Tips For Risk Management in Crypto Trading

Archidax Exchange
2 min readJun 2, 2021

Every cryptocurrency buying and selling activity has risks that must be minimized and well understood to ensure profitability. The main way to do this is to use something called risk management.

Proper risk management is the most important thing to know because it will determine whether your strategy is profitable or not. The following are some risk management that you need to know.

1. Set Stop Loss and Target Take Profit

Target stop loss and take profit are the number one risk management technique you need to understand. Stop losses should be used in your trades because they limit your losses to a larger amount than you would not use them at all.

On the other hand, a take-profit target is a tool that allows traders to ensure they make a profit by taking profits automatically for you.

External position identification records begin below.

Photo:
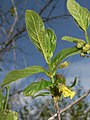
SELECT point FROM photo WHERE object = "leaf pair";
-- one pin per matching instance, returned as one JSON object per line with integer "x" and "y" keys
{"x": 43, "y": 39}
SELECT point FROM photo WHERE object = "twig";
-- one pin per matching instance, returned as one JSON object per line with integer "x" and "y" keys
{"x": 42, "y": 10}
{"x": 70, "y": 105}
{"x": 58, "y": 110}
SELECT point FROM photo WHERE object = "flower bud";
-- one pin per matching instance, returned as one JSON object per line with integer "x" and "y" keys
{"x": 64, "y": 64}
{"x": 80, "y": 44}
{"x": 86, "y": 48}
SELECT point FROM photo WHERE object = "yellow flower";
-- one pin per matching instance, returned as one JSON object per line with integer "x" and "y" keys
{"x": 80, "y": 44}
{"x": 86, "y": 48}
{"x": 66, "y": 92}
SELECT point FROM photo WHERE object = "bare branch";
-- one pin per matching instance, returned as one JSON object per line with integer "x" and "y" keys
{"x": 70, "y": 105}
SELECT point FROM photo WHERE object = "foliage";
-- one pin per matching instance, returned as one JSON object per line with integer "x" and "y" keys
{"x": 45, "y": 42}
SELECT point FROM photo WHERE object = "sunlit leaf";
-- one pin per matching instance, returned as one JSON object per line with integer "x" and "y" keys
{"x": 2, "y": 100}
{"x": 72, "y": 39}
{"x": 44, "y": 40}
{"x": 8, "y": 115}
{"x": 18, "y": 74}
{"x": 35, "y": 87}
{"x": 64, "y": 54}
{"x": 80, "y": 14}
{"x": 50, "y": 42}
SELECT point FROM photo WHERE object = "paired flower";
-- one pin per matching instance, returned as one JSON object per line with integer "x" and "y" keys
{"x": 66, "y": 92}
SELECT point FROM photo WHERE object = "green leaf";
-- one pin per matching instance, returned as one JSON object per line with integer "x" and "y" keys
{"x": 74, "y": 82}
{"x": 80, "y": 14}
{"x": 72, "y": 39}
{"x": 44, "y": 40}
{"x": 35, "y": 29}
{"x": 42, "y": 94}
{"x": 64, "y": 54}
{"x": 19, "y": 74}
{"x": 50, "y": 42}
{"x": 35, "y": 87}
{"x": 2, "y": 100}
{"x": 8, "y": 115}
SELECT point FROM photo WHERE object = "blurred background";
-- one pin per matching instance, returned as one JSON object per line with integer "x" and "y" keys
{"x": 17, "y": 52}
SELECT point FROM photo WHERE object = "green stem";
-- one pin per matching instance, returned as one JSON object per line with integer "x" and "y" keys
{"x": 7, "y": 96}
{"x": 51, "y": 73}
{"x": 87, "y": 37}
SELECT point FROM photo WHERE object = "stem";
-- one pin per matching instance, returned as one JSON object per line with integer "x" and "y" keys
{"x": 58, "y": 110}
{"x": 51, "y": 73}
{"x": 7, "y": 95}
{"x": 87, "y": 37}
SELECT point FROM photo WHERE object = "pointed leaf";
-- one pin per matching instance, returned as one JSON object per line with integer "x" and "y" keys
{"x": 35, "y": 29}
{"x": 8, "y": 115}
{"x": 18, "y": 74}
{"x": 35, "y": 87}
{"x": 44, "y": 40}
{"x": 72, "y": 39}
{"x": 50, "y": 42}
{"x": 64, "y": 54}
{"x": 80, "y": 14}
{"x": 2, "y": 100}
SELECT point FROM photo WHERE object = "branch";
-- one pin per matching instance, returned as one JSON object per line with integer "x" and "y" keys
{"x": 70, "y": 105}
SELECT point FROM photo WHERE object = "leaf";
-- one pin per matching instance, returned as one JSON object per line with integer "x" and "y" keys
{"x": 2, "y": 100}
{"x": 44, "y": 40}
{"x": 74, "y": 82}
{"x": 80, "y": 14}
{"x": 72, "y": 39}
{"x": 35, "y": 87}
{"x": 42, "y": 94}
{"x": 8, "y": 115}
{"x": 51, "y": 42}
{"x": 64, "y": 54}
{"x": 59, "y": 78}
{"x": 19, "y": 74}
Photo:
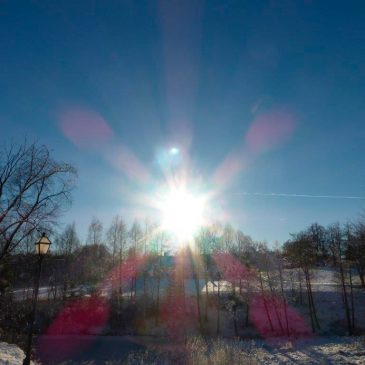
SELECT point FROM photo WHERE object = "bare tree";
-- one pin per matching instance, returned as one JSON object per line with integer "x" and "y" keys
{"x": 34, "y": 190}
{"x": 336, "y": 245}
{"x": 68, "y": 242}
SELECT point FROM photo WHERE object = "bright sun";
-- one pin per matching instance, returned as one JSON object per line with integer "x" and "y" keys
{"x": 182, "y": 213}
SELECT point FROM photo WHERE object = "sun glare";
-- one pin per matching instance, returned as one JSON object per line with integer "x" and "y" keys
{"x": 182, "y": 213}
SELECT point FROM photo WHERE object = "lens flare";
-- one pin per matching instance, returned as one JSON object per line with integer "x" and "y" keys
{"x": 182, "y": 213}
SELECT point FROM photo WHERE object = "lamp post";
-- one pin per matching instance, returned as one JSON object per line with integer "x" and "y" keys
{"x": 41, "y": 246}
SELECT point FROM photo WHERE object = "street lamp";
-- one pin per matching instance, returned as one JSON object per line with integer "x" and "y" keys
{"x": 41, "y": 246}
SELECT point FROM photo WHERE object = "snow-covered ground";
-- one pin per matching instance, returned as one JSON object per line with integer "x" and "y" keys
{"x": 11, "y": 354}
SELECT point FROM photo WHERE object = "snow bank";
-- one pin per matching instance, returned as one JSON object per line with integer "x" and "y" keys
{"x": 11, "y": 354}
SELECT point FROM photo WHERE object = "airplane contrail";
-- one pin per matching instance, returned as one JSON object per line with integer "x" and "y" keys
{"x": 307, "y": 196}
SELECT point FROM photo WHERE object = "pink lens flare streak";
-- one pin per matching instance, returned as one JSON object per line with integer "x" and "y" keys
{"x": 87, "y": 315}
{"x": 84, "y": 127}
{"x": 271, "y": 315}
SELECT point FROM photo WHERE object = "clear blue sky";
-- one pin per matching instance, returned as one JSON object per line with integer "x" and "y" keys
{"x": 263, "y": 97}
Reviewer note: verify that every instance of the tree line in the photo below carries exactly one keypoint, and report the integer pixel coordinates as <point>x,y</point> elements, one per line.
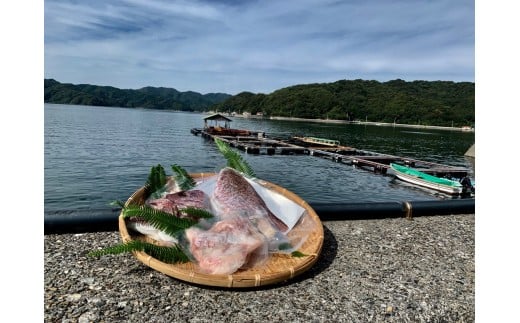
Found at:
<point>439,103</point>
<point>147,97</point>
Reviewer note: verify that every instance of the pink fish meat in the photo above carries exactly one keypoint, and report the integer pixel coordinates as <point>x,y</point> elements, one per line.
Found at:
<point>234,195</point>
<point>228,245</point>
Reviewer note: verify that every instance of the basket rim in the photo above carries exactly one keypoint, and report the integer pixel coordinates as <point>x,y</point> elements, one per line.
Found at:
<point>279,267</point>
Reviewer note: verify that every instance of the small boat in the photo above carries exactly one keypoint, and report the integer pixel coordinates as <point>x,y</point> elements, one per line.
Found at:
<point>414,176</point>
<point>319,141</point>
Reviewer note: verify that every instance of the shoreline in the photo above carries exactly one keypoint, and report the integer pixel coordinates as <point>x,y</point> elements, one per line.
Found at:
<point>387,270</point>
<point>369,123</point>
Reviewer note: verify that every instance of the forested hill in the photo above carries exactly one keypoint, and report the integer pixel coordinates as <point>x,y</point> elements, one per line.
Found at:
<point>439,103</point>
<point>147,97</point>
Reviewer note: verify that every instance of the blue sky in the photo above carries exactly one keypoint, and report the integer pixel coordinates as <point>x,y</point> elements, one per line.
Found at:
<point>258,46</point>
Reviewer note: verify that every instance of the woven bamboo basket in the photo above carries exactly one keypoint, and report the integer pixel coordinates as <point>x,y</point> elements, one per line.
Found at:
<point>279,267</point>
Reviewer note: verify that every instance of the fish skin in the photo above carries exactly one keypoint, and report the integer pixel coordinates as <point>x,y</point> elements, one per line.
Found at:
<point>234,195</point>
<point>229,245</point>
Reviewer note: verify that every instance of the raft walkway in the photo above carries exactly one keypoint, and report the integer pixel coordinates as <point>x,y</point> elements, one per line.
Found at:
<point>258,143</point>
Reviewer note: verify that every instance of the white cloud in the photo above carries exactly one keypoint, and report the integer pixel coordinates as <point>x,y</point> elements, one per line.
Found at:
<point>258,46</point>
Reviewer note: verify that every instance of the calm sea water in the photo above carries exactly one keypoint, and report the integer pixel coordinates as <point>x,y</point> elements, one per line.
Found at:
<point>95,155</point>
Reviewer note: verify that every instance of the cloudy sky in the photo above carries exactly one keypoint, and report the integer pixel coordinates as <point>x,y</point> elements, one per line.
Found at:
<point>232,46</point>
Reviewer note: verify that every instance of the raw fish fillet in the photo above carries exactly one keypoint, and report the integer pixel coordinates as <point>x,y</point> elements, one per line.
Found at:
<point>233,195</point>
<point>229,245</point>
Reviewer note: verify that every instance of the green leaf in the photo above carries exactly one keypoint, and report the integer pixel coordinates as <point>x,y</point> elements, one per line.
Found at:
<point>156,181</point>
<point>234,159</point>
<point>183,179</point>
<point>160,220</point>
<point>165,254</point>
<point>117,203</point>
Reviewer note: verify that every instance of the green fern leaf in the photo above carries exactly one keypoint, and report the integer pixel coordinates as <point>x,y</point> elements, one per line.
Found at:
<point>156,181</point>
<point>160,220</point>
<point>183,179</point>
<point>234,159</point>
<point>165,254</point>
<point>117,203</point>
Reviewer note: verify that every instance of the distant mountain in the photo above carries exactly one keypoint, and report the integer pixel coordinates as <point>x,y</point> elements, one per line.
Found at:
<point>440,103</point>
<point>147,97</point>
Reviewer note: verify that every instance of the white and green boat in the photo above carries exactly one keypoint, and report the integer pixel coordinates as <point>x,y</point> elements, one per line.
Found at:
<point>414,176</point>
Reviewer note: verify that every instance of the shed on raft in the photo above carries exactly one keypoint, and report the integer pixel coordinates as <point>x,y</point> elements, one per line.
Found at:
<point>215,120</point>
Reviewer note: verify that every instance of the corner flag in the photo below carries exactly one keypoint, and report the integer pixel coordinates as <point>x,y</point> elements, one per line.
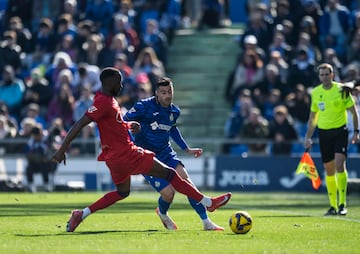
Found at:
<point>307,166</point>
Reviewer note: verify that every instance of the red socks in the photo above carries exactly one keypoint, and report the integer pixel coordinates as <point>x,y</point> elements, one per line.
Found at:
<point>107,200</point>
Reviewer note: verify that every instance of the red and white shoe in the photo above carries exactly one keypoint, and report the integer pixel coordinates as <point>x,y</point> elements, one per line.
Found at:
<point>74,221</point>
<point>219,201</point>
<point>211,226</point>
<point>166,220</point>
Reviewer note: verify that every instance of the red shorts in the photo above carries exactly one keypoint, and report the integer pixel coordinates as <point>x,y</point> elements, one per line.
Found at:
<point>136,162</point>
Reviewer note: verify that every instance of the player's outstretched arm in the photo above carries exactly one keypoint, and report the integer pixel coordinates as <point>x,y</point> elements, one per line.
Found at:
<point>195,151</point>
<point>59,155</point>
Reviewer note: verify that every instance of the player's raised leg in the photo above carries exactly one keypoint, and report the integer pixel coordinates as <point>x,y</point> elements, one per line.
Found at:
<point>77,216</point>
<point>159,169</point>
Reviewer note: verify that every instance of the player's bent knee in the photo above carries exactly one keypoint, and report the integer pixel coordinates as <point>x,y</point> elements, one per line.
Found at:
<point>171,174</point>
<point>124,194</point>
<point>167,194</point>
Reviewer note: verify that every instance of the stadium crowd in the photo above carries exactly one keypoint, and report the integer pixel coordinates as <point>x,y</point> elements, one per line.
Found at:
<point>51,53</point>
<point>283,43</point>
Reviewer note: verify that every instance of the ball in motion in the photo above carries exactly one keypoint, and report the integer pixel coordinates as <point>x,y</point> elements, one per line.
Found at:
<point>240,222</point>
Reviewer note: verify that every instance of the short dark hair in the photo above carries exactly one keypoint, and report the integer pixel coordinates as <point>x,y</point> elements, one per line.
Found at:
<point>164,81</point>
<point>110,72</point>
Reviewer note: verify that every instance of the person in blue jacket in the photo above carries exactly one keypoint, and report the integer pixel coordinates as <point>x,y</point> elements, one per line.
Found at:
<point>157,116</point>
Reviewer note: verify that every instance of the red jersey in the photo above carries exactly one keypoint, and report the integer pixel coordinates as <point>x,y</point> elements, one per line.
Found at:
<point>114,136</point>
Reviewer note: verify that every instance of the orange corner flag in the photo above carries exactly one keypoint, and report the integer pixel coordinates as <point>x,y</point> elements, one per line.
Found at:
<point>307,166</point>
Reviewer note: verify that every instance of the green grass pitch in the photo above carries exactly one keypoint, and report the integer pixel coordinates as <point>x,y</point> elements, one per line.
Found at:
<point>282,223</point>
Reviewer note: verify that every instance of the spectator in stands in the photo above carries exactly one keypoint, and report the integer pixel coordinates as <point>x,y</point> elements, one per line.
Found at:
<point>211,14</point>
<point>37,91</point>
<point>91,49</point>
<point>351,73</point>
<point>289,31</point>
<point>288,10</point>
<point>250,43</point>
<point>260,30</point>
<point>334,25</point>
<point>67,45</point>
<point>313,52</point>
<point>170,19</point>
<point>10,52</point>
<point>37,159</point>
<point>298,104</point>
<point>144,88</point>
<point>282,132</point>
<point>302,69</point>
<point>65,77</point>
<point>11,121</point>
<point>24,133</point>
<point>62,105</point>
<point>85,29</point>
<point>101,13</point>
<point>127,9</point>
<point>44,9</point>
<point>273,100</point>
<point>313,9</point>
<point>255,127</point>
<point>6,132</point>
<point>86,75</point>
<point>279,44</point>
<point>85,143</point>
<point>353,49</point>
<point>121,25</point>
<point>155,39</point>
<point>308,25</point>
<point>70,7</point>
<point>283,66</point>
<point>248,74</point>
<point>83,103</point>
<point>330,57</point>
<point>148,62</point>
<point>119,45</point>
<point>33,111</point>
<point>62,61</point>
<point>271,80</point>
<point>65,26</point>
<point>240,111</point>
<point>23,34</point>
<point>123,66</point>
<point>43,45</point>
<point>12,91</point>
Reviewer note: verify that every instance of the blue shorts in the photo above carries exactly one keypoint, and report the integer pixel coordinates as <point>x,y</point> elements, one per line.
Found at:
<point>169,157</point>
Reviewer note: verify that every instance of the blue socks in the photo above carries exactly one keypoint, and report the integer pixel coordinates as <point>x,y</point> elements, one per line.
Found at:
<point>163,205</point>
<point>199,208</point>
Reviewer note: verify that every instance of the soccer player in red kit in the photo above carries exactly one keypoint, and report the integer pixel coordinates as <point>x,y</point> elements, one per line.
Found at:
<point>122,157</point>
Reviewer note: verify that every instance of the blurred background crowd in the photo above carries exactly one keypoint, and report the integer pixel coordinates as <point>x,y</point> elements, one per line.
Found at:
<point>283,43</point>
<point>51,53</point>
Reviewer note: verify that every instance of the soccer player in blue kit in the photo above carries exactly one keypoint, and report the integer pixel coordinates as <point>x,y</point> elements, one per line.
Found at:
<point>157,116</point>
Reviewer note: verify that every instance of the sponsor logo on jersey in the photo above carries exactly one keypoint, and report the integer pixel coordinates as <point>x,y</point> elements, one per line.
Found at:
<point>92,109</point>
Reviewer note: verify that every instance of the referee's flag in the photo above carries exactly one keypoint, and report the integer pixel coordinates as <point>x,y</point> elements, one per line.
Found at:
<point>307,166</point>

If you don’t use take profit or stop loss will prevent traders from being successful, this is the first thing you need to know in trading.

For example, if a trader does not use a stop loss, it will allow the trader to lose because he refuses to close the trade and believes the price can reverse.

Crypto trading bots and crypto signals are very important for you to monitor because they always provide information regarding stop loss or take profit, so you don’t have to make decisions on your own.

2. Measuring Financial Strength

The principle behind Strength Finance is that you should only use the amount of money received from certain trades.

What you should avoid at all times is using 100% of all your money. By doing so, you will be protected when entering the wrong trade.
Instead, you need to use a small part of your money, for example, 10% for each trade. If the trade goes wrong, you only lose a small part of your capital and not all of it.

3. Risk Ratio

Every trade you make should result in more profit than loss. The following is an example of a good and bad risk ratio.

1:1 is the break-even point
1:2 is good for trading
1:3 is even better and probably the perfect ratio

The most important is anything less than a 1:1 risk ratio is not profitable and you should never use it.